New opportunities are opening up in Africa outside of South Africa for logistics companies supporting the motor industry as manufacturing returns to the continent. Nigeria, Kenya and Morocco are firmly on the grid in the race to become manufacturing hubs rather than simply importers of used and new cars. This has clear implications for the South African motor industry, which will have to work hard to rebuild confidence after production was stopped for nearly two months by strike action. At the same time it creates opportunities for South African companies with automotive logistics expertise. Most recently Nissan and its West African conglomerate, Stallion Group, announced plans to increase vehicle assembly in Nigeria. Stallion currently produces commercial vehicles in Nigeria, and capacity will be increased to 45 000 cars, light duty trucks, pickups and vans a year.
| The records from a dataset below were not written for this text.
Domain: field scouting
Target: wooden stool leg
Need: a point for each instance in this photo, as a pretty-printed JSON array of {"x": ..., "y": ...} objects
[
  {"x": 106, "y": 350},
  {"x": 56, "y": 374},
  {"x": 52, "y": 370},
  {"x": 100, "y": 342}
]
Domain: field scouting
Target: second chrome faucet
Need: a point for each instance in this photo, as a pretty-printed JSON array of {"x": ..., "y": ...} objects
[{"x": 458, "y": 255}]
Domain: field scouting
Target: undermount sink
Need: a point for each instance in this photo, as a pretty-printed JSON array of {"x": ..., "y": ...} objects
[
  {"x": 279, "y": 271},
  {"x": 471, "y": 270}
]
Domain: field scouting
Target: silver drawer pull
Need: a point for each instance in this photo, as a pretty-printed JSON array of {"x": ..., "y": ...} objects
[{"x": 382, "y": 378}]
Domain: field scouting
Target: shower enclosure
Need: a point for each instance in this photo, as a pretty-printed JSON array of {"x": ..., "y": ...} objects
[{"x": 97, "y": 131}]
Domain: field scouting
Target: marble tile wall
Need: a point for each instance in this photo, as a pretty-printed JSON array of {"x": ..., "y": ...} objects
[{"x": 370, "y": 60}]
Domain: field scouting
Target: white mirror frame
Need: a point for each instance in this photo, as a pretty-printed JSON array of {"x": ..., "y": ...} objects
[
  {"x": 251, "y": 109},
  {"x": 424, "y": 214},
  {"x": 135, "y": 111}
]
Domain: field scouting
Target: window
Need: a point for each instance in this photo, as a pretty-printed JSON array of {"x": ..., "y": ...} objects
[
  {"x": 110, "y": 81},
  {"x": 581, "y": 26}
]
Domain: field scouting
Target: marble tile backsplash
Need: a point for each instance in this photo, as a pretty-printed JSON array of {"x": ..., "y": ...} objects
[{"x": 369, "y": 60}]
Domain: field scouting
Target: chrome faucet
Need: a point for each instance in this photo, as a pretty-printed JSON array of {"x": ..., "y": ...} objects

Capacity at the plant will also be opened to Nissan’s Alliance partner Renault, according to the companies. “Nissan is preparing to make Nigeria a significant manufacturing hub in Africa,” said Nissan president and CEO, Carlos Ghosn at the announcement of the plans. In Kenya, a start-up auto firm that is offering US$6 000 cars designed for African roads has started assembling at the Kenya Vehicle Manufacturers (KVM) based in Thika, central Kenya. At US$6 000, the car is cheaper than a four-yearold second-hand Toyota which sells for around $10 000 in Kenya, and new models that cost upwards of $23 000. Currently, over 35% of the vehicle’s cost is sourced domestically and Mobius Motors is looking to grow local content beyond 40%. Chinese assemblers are also showing interest in Kenyan assembly, which is supported by a combination of manufacturing incentives and import tariffs. Chery Automobile and Beiqi Foton Motors are both reported to be planning assembly plants.